Nel delirio della Bellezza

Nel delirio della Bellezza

Perché leggere Mishima oggi? Perché scrivere un Cahier che parla di uno scrittore così estremo nelle sue scelte, apparentemente anacronistico (o forse no, in un’epoca in cui, specie sui social, si dà sfogo a ogni tipo di narcisismo) nella volontà di esaltare nei suoi personaggi la bellezza fisica assoluta (oscurata però da quella morale) e confrontarlo con un visionario, fantastico e modernissimo come Murakami?

Per amore delle sfide, perché se si vuole davvero conoscere la visione degli altri, occorre studiare, analizzare, cercare di capire quello che più è lontano da noi, per ideologia, valori, attenzione. Aprire le porte alla comprensione di ciò che meno ci appartiene.

Perché Mishima è stato tutto e il contrario di tutto. Ha ricercato la perfezione nell’errore e l’ossessione dell’imperfezione.

Ha scelto di vivere rispettando e curando il proprio corpo come un tempio, per poi martorizzarlo sul palcoscenico di una morte in diretta.

Sono gli anni del delirante sperimentalismo della lingua come sperimentalismo del pensiero che secondo Mishima conduce a una manipolatoria semplicità di opinione, come se tutto potesse essere affidato alla comicità di un linguaggio basso, come strada più semplice per arrivare a spiegare il reale (e qui davvero la sua critica non ci appare lontana dalla considerazione di certe opere che oggi il mainstream ci propone).

E questo Mishima non lo accetta: per lui purezza di pensiero è purezza di linguaggio e di scrittura. Il disordine programmato, il ribaltamento dei valori, la coscienza dell’imperfezione sono un gioco degli estremi e lui sa, meglio di chiunque altro, che valore dare a questo “gioco”, al momento ultimo.

La sua poetica della “contraddizione” è il suo personale cammino spirituale, di cui traccerà le linee in una splendida intervista rilasciata a uno degli esponenti più in vista della critica letteraria giapponese, Kobayashi Hideo, e che permetterà agli studiosi e al pubblico di tracciare insieme la sua “via del guerriero”.

Sul concetto di Assoluto:

Esiste un contrasto profondo nella bellezza delle cose, una sorta di deformazione della forma stessa della bellezza.
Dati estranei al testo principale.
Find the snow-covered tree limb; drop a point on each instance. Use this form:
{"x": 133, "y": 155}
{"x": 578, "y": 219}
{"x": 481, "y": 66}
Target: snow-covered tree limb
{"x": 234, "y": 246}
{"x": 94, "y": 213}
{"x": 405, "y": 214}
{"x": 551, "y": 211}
E non si tratta solo della distorsione della semplice atmosfera che egli fa respirare nelle sue opere, ma di una vera e propria imperfezione nella perfezione. Dal suo bisogno di disumanizzazione, alla ricerca dell’Assoluto, ha reso sempre viva quell’ossessione latente che lo ha spinto fino alla lacerazione.

Perché non si può scrivere senza vedere e non si può scrivere senza sentire.

“Io sono uno scrittore che ha una grandissima passione e un fortissimo interesse per la forma ma non so quanto la prosa convenzionale, incentrata com’è solo sulla forma, sia un modello di letteratura attuale”.

E la necessità di vivere controcorrente, sempre. Questo viene richiesto allo scrittore.

“Secondo me un grande scrittore non può scegliere come tema della sua arte un grande problema. Deve c’è arte non c’è un grande problema, in senso giornalistico. Tutte quelle cose di cui parla la massa”.

Ed essere controcorrente implica anche il senso della morte, perché si deve essere capaci di vivere fino in fondo anche la propria morte.

“È la natura umana. Non credo che a questo mondo esista qualcuno che non tenga alla propria vita. Ma un uomo deve essere in grado di liberarsi da questo attaccamento e avere il coraggio di morire”.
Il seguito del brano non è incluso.